Last year's election brought with it a wave of new faces to Olympia: 21 new representatives and six new senators. Never mind hazing from upperclassman, these freshman have been slapped around by an unprecedented year as a $5.2 billion shortfall shadows their every move. Still, from Republicans such as Sen. Michael Baumgartner (R-6, Spokane)  to Democrats such as former-rep-now-Senator Sharon Nelson (D-34), the freshman class is loaded with quick studies who've been at at the center of the action.

As we head into finals week, AKA the budget, we decided to check in with the Seattle-area newbies. Here's our first installment.

Rep. Joe Fitzgibbon (D-34, Burien, W. Seattle)

Course Load: Environment Committee; General Government Appropriations & Oversight Committee; Local Government Committee; Transportation Committee

Clique: Environmentalists

Reputation: He's the guy you want to sit next to during the test because he does his homework.

Most likely to become a committee chair before he's 26.

GPA: 3.9 (We're a little biased. PubliCola enthusiastically endorsed Fitzgibbon in the primary and the general. So, he's making us look good.)

[pullquote]"I make sure I don't get on the wrong side of Eileen Cody, but I know I can trust her on important stuff, especially when it comes to taking a vote on a crucial issue."[/pullquote]

Fitzgibbon ran as super green and has lived up to it, voting on the Al Gore side of every transit and environmental bill. We also noticed that he's made a point of signing on to every feminist bill this session—including the pregnancy center bill and a bill to help victims of sex crimes in court. He also passed his own vulnerable users' bill, something that's been bogged down in Olympia for years.

We interviewed Fitzgibbon last week.

What has been your biggest disappointment been this session?
Well, not having seen the operating budget yet—I would probably expect their to be some big disappointment when that comes out.

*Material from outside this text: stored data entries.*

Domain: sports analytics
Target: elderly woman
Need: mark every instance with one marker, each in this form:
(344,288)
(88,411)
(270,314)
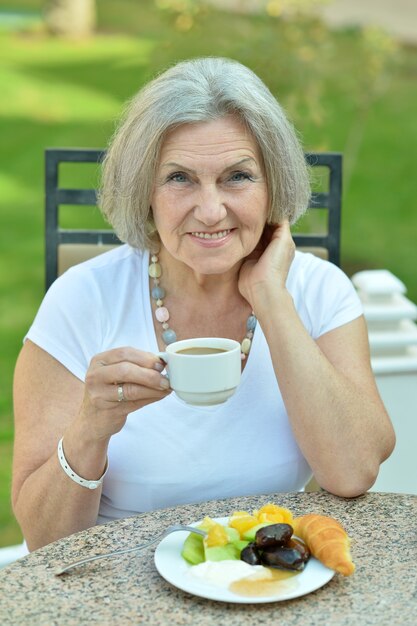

Not counting that, I'm pretty disappointed that at least so far we haven't been able to secure regional mobility grants for two projects that really matter for our district: Metro route 120, which was a highly ranked project, and the Metro RapidRide Line D from Ballard to Downtown. That doesn't affect my district, but will be important as the viaduct comes down.

What is the most important thing you've learned this year?
I think that I've definitely learned how important it is to have bills and issues that are well worked before they come up during the legislative session. There's so much going on during session and the successful [bills] are the ones that stakeholders have spent a lot of time shaping and talking to legislators about.

What has your biggest success been?
Well I'm excited that it looks like we're going to pass the vulnerable users bill into law this year (check plus!), and there's more momentum on another bill that gives cities and counties more control over transportation design decisions.

What homework or issues will you be working on during the off-session to make next year's session more of a success?
One that I'm really working on is the renewable energy initiative, I-937, I'll be looking for ways we can both strengthen the initiative and give utilities more flexibility over their decisions.

Who do have lunch with?
We all have lunch with each other. Most recently, folks from around my caucus, including Andy Billig, Laurie Jinkins, and I often find myself eating with Judy Clibborn [the house transportation chair.)

Who is the scariest or most intimidating upperclassmen?
I make sure I don't get on the wrong side of [his 34th District seatmate] Eileen Cody, but I know I can trust her on important stuff, especially when it comes to taking a vote on a crucial issue.